Eight thoughts on YouGov’s polling on what Britons think about London

How could anyone hate this, eh? Cor. Image: Getty.

Those click hungry cats over at YouGov have done it again – conducting a poll that looks suspiciously like it only exists because it’s the sort of thing that might go viral. Let’s gloss over the fact I fall for it every single time and get down into the weeds.

This time, it’s the capital that the polling firm has been polling about – basically, do people in different bits of the country like it?

Here are the results, in the form of a map:

And here are some of my thoughts about that map:

1. London is surprisingly popular

The capital has a net favourability rating of +17: while 28 per cent have an unfavourable view of the capital, 45 per cent have a favourable one. (The rest are various flavours of “don’t know”.)

I’m genuinely a bit surprised by this: maybe I’m just a delicate flower, but the impression I’ve had of late is that everyone outside the M25 bloody hates us. So this is a pleasant surprise.

2. It gets less popular the further you go from it

Generally, the southern and eastern bits of England – those closest to London – have broadly favourable views of it. Scotland, Wales, Cornwall, and the North West and far north of England have broadly unfavourable views.

This might go some way to explain London’s unexpected lack of unpopularity: the population of Great British is clustered towards the south eastern end of the island, so I’d guess that something like 60 per cent of the total must live in the broadly green bit.

3. Poorer areas are less keen on London

Scotland and Wales plausibly have their own reasons for disliking the capital, not least that it serves as a symbol of English domination. So set those aside, and look instead at the English regions with the most negative view of it: Cornwall, the north west, the north east... All are on the wrong side of the major faultline running down the middle of the British economy. Even in Yorkshire, which is broadly positive to the capital, it’s South Yorkshire, the most depressed part of the county, which is by far the most negative.

There are exceptions, like affluent Cheshire; by and large, though, this is a gazetteer of the parts of England which have struggled most economically over the past few decades.

Since another way of describing the north-south divide is “London’s dominance of the British economy”, it’s perhaps no surprise that residents of these regions don’t think much of the capital.

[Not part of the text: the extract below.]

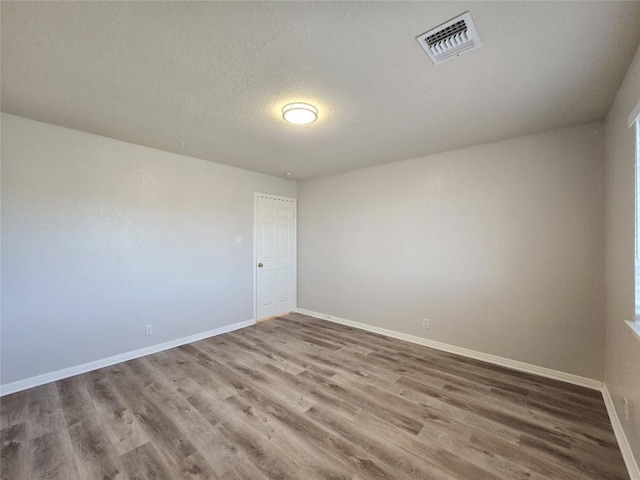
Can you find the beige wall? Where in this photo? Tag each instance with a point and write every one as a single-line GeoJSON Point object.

4. In the south east itself, the results are weird

The economic explanation breaks down when you get closer to the capital. It’s very unclear to me why Oxfordshire, Cambridgeshire and Sussex – rich regions all – should like the capital less than the other counties around them.

The only explanation that comes to mind is that they’re all places that attract migrants from elsewhere in Britain (top universities, good jobs, etc.), so maybe they bring their views with them. But I’m reaching.

5. People who don’t like London tend not to like cities

One of the largest differences between the pro- and anti-London groups is their response to the statement, “I think cities are grey and depressing”: 61 per cent of London-haters agree with that one, compared to 35 per cent of everyone else. In the same way, 53 per cent of anti-Londoners agree with the statement, “I could never live in a big city”.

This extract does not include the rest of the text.